O posto mais alto era ocupado por estes cinco, cada um deles tacitamente com um continente concedido pelos outros quatro. Eram os chefes das famílias que controlavam o volume principal do comércio do kyrt, e as rendas que dele derivavam. Era dinheiro que dava poder e eventualmente ditava a política em Sark, e estes o tinham. E dos cinco, era Fife o que tinha mais.
O Nobre de Fife encarou-os nesse dia, há quase um ano atrás, e disse aos outros mestres do segundo planeta mais rico da Galáxia (segundo mais rico após Trantor, que, afinal, tinha meio milhão de mundos a explorar, em vez de somente dois):
— Recebi uma mensagem curiosa.
Nada disseram. Esperaram.
Fife entregou uma tira de filme de metalita a seu secretário, que caminhou de uma figura sentada a outra, segurando-a bem alto para que cada um a visse, permanecendo assim somente o tempo suficiente para que a lessem.

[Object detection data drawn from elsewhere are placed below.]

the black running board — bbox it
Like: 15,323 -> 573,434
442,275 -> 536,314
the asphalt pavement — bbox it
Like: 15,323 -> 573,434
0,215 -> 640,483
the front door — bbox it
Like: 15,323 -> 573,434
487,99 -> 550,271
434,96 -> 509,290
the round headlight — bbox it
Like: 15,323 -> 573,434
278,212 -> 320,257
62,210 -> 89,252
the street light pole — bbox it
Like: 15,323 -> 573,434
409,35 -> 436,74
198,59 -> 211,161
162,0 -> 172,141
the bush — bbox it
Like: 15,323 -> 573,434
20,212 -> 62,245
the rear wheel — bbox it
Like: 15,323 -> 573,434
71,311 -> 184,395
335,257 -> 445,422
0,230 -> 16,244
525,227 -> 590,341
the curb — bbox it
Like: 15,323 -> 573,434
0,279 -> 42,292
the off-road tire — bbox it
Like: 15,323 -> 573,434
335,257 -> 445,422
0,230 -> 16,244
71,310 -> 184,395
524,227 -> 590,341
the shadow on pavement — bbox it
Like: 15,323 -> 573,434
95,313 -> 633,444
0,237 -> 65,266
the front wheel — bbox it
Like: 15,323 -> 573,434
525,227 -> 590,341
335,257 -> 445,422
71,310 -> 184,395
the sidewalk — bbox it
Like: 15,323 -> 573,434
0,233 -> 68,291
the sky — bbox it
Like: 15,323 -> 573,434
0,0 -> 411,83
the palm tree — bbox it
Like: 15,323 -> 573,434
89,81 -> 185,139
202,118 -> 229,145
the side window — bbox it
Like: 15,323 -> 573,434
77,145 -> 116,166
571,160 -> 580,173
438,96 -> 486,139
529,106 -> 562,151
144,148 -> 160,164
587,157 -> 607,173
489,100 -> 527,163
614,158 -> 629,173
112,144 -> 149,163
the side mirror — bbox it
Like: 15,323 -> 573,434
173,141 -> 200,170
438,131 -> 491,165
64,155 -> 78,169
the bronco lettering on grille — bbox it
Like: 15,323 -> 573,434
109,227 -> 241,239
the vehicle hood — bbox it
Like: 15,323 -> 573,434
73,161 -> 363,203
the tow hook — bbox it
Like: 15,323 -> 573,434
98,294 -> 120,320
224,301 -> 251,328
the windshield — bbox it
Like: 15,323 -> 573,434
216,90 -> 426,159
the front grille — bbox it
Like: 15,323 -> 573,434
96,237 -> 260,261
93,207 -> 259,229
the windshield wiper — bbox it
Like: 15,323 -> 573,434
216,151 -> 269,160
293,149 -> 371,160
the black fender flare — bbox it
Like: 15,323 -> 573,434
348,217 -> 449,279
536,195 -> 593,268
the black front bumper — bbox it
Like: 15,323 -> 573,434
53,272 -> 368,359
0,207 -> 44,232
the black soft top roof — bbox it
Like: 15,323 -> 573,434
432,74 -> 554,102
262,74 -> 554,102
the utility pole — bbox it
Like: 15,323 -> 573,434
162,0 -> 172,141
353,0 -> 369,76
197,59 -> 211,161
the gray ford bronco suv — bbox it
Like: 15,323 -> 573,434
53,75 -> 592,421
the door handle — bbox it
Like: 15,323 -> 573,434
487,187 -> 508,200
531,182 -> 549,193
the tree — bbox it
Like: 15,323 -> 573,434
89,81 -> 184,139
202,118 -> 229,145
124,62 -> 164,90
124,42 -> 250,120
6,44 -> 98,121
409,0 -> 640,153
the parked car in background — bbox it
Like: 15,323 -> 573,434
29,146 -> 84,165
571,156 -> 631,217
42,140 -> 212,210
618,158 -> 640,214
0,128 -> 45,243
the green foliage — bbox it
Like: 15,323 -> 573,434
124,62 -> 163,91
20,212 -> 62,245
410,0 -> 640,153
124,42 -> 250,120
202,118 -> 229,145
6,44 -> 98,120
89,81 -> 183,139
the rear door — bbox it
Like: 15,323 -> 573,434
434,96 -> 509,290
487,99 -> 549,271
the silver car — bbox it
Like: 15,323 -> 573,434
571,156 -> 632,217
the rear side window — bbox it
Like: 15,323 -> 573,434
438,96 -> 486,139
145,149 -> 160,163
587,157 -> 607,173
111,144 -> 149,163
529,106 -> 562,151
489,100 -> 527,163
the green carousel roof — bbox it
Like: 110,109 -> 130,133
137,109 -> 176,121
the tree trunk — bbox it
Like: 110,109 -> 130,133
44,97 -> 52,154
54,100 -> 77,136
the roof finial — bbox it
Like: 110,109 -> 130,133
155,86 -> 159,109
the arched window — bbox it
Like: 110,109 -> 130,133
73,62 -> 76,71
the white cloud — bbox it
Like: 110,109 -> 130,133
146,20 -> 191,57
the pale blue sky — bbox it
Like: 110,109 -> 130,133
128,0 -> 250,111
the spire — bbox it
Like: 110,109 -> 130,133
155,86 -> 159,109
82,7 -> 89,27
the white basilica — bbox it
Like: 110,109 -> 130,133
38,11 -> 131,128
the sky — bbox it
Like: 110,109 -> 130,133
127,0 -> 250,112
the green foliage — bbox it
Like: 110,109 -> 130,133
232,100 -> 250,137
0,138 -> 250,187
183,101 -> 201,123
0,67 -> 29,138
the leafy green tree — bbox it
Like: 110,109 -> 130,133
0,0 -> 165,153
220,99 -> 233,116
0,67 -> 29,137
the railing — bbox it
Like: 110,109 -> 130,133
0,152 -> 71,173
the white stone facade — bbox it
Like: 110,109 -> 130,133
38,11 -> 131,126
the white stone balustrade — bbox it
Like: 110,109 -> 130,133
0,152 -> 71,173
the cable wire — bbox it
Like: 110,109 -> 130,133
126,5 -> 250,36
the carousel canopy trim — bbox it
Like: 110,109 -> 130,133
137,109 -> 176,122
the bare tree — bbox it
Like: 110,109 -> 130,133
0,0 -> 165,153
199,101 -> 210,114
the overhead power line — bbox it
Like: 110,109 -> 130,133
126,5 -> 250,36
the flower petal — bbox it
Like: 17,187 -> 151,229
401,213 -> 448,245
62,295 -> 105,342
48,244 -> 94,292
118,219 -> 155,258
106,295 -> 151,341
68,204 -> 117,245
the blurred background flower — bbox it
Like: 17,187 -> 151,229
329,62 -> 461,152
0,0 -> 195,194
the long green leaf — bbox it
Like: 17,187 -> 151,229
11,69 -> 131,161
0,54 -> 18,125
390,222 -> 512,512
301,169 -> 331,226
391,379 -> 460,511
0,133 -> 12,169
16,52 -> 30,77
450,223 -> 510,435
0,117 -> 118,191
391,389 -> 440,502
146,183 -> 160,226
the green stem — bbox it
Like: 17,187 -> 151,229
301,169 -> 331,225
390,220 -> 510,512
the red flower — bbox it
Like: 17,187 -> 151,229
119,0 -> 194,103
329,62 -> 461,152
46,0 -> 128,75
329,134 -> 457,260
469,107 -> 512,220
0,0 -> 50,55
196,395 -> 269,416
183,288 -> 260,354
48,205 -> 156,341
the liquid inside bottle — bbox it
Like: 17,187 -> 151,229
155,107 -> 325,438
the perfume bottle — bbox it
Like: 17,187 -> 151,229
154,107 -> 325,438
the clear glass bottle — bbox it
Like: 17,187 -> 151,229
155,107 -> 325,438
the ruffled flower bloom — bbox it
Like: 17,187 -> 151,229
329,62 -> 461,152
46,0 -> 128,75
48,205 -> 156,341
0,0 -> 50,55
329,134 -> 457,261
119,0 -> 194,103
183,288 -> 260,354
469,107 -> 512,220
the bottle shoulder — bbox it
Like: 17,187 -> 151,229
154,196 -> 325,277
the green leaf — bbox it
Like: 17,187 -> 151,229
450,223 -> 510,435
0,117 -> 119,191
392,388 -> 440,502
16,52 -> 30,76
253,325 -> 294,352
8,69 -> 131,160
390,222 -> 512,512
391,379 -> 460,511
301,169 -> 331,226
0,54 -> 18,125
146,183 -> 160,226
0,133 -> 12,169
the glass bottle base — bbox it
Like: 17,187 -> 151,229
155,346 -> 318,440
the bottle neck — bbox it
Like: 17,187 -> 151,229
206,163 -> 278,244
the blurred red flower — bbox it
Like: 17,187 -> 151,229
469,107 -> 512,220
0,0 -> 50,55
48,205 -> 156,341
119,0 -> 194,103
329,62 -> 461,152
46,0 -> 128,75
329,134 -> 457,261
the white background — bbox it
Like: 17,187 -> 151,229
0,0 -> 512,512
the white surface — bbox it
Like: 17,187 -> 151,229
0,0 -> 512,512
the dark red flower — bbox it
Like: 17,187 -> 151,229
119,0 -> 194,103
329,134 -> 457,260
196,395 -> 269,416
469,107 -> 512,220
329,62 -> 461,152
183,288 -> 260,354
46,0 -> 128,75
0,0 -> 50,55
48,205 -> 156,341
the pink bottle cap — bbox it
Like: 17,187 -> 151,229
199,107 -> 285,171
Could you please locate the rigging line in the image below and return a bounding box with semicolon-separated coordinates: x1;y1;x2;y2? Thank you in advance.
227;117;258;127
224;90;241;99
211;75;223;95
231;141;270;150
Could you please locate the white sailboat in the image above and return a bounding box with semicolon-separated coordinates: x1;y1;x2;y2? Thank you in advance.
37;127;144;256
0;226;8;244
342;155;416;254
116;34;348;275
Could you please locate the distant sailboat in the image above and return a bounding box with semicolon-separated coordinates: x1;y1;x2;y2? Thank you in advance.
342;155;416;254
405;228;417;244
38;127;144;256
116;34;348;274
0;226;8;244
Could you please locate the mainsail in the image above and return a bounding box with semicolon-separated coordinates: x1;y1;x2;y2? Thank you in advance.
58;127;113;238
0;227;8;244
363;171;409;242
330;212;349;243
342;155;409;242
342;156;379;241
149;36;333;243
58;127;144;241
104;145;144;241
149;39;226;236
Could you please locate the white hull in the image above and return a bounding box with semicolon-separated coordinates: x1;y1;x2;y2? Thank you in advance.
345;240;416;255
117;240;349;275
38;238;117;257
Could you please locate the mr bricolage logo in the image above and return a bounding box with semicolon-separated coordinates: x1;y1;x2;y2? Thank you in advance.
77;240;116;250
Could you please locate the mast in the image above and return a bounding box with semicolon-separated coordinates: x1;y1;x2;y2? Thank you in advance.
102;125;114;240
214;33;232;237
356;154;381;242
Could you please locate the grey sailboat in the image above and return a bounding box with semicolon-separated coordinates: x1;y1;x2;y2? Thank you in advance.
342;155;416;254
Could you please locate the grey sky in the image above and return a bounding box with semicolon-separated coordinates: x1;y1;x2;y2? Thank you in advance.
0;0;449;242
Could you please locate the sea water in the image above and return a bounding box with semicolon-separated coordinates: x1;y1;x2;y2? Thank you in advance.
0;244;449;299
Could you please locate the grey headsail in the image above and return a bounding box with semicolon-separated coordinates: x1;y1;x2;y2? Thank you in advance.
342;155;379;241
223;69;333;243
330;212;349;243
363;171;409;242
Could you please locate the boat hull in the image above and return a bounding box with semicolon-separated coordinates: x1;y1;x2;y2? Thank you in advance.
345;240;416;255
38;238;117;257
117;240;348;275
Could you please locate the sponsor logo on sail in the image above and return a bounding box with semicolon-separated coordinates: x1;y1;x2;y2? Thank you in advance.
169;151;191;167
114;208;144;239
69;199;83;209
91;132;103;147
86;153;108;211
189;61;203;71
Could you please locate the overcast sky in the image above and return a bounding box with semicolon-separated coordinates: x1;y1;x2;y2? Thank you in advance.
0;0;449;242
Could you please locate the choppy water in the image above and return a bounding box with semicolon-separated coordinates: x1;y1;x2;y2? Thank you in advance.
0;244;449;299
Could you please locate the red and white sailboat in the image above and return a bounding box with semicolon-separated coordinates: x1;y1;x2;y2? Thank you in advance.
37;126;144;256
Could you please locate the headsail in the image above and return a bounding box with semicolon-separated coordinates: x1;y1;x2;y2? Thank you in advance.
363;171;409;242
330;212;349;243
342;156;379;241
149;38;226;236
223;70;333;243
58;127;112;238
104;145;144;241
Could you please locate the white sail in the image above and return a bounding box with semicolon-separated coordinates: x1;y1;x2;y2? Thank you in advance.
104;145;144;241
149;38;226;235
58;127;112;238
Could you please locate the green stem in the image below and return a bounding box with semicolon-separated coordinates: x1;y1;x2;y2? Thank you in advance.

Para cada um dos quatro que compareceram à conferência no escritório de Fife, ele, somente ele, era real, mas todos, afinal, incluindo Fife, eram apenas sombras. O filme de metalita era também uma sombra. Podiam somente sentar-se e observar os raios de luz que focalizavam através dos vastos setores-mundos do Continente de Fife aos de Balle, Bort, Steen e a ilha-continente de Rune. As palavras que liam eram sombra sobre sombra. Somente Bort, direto e pouco dado a sutilezas, esqueceu este fato e procurou alcançar a mensagem.
Sua mão estendeu-se para a borda do receptor de imagens retangular e foi cortada. Seu braço terminava em um toco descaracterizado. Em seus próprios aposentos, Fife sabia, o braço de Bort havia logrado simplesmente aproximar-se de nada e passado através da mensagem filmada. Sorriu, e também os outros. Steen deu uma risadinha.